Und nicht nur Decken: In Alstaden werden auch Laptoptaschen, Rucksäcke und Blumentöpfe, gequiltet. Quilts bestehen übrigens immer aus drei Teilen: einem flauschigen Vliesstoff, der mit der Rückseite und dem Flickwerk auf der Vorderseite vernäht wird. Wichtig sei dabei die genaue Vorarbeit, so die Frauen: Ein Quilt müsse berechnet, einzelne Stücke für die Vorderseite so passgenau zugeschnitten werden, dass sie später lückenlos aneinanderpassen. „Meine erste Decke haben ich alleine und ohne Anleitung gemacht“, erinnert sich Brandenburger. „Sie sollte für meine Tochter sein, mit Herzchen.

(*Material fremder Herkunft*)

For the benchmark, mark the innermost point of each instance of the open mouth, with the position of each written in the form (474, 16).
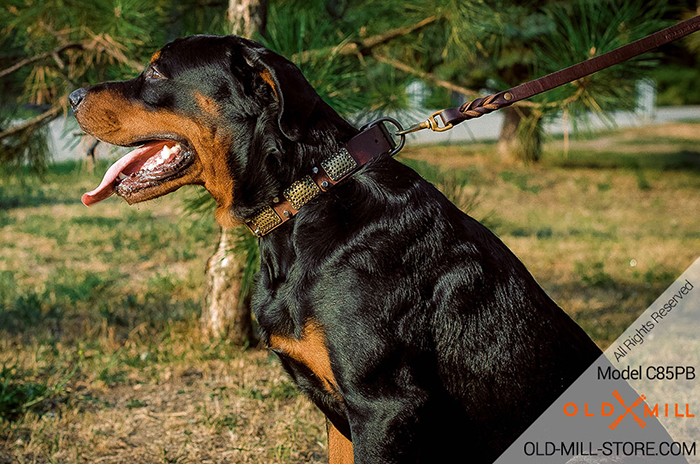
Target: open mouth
(146, 167)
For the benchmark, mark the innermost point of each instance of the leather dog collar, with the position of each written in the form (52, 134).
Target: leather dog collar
(373, 141)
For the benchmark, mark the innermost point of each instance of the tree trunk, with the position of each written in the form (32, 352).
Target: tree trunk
(226, 311)
(521, 136)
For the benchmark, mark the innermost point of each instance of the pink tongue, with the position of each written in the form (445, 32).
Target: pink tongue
(128, 164)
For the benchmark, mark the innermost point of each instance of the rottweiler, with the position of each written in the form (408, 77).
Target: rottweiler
(408, 323)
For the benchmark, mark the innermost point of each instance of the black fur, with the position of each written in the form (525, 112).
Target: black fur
(443, 346)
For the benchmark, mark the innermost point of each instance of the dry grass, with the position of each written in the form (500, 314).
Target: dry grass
(99, 305)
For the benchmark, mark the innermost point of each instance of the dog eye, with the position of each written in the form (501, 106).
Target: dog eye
(154, 74)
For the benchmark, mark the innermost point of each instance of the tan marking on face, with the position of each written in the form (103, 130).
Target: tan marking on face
(109, 116)
(311, 351)
(267, 77)
(339, 448)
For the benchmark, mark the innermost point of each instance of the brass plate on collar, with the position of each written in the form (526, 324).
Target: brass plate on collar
(301, 191)
(264, 221)
(339, 165)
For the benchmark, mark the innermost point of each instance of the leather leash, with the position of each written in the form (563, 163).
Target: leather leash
(374, 139)
(473, 109)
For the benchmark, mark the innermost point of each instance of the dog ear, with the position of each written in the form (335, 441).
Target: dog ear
(297, 99)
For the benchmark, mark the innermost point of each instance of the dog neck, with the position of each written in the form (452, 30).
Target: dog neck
(267, 163)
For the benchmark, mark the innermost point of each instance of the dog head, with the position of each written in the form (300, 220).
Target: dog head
(221, 112)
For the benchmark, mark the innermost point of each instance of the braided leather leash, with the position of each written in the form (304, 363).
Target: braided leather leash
(452, 116)
(374, 140)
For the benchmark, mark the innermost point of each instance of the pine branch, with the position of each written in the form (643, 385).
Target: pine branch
(39, 120)
(425, 75)
(365, 46)
(53, 53)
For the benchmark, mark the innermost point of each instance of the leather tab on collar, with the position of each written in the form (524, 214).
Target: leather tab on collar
(369, 144)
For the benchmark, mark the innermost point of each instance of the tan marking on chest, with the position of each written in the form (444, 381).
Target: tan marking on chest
(267, 77)
(310, 350)
(339, 448)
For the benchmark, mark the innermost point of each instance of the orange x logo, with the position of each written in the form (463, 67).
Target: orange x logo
(628, 410)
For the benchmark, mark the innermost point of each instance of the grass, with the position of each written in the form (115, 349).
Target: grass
(101, 359)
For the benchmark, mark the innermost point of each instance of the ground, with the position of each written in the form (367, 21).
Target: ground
(101, 359)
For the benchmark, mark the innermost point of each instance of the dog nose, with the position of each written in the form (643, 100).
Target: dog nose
(76, 97)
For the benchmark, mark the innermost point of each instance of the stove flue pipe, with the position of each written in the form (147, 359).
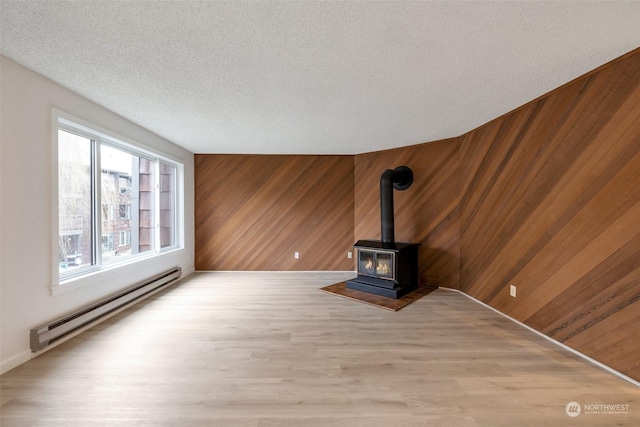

Ich musste leider überall dicke Streifen einnähen, weil ich nichts richtig ausgemessen hatte.“ Der Tochter habe es trotzdem gefallen: „Sie hat die Decke immer noch.“

Aktuellere Arbeiten der Quilt-Gruppe findet man nicht nur in der Lohnhalle: Seit Jahren arbeiten die Alstadener vor allem für wohltätige Zwecke. Eine Wanddecke hängt im Carl-Sonnenschein-Haus, eine zweite hat die Gruppe für das Vinzenzhaus aus alten Altarstoffen gemacht. Derzeit werden Kniedecken für ein Seniorenheim gequiltet.